Grain prices have been profitable particularly for wheat, which reached a nine-year high to roughly $360 per tonne. The pricing trend may continue given the lower global supply, aside from the lack of rainfall in eastern states.
If GIWA’s forecast becomes true, Western Australia will beat its previous record harvest in 2016. Farmers distributed 16.62 million tonnes of grain during that year’s harvest season. Industry experts, however, remain cautious over their output prediction due to the persistent drought in the country. On the other hand, the expected harvest for some fruits is also tipped to rebound in the coming season after suffering from inclement weather.
Australian cherry growers produced only 10,000 metric tonnes of produce in the harvest season of 2017, compared to the expected 15,000 metric tonnes. Unlike grain, heavy spring rainfall affected the quality of cherry harvest during that time.

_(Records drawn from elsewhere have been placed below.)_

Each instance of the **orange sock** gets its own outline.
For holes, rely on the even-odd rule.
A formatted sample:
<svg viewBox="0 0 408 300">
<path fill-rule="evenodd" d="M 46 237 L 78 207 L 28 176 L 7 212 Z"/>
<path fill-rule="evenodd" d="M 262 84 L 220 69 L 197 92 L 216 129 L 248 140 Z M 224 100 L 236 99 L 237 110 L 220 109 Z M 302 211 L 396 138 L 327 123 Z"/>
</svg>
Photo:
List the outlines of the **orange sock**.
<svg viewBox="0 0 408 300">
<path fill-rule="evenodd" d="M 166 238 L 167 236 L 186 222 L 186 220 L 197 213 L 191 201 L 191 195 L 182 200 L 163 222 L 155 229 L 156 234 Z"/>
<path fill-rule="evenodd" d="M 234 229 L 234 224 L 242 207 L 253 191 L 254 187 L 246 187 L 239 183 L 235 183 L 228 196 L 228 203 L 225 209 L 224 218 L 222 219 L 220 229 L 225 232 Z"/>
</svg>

This year, however, would be a different story with expected record production of 18,000 metric tonnes. Exports would also increase because of the expanded access to Chinese markets, up to 7,000 metric tonnes from 5,000 metric tonnes. If you are planning to be an exporter, now is a good time to look into your storage system.
Farmers should always consider quality storage solutions for their crops since keeping those from spoilage will be vital whether they plan to export their products overseas. How do you store your produce after each harvest?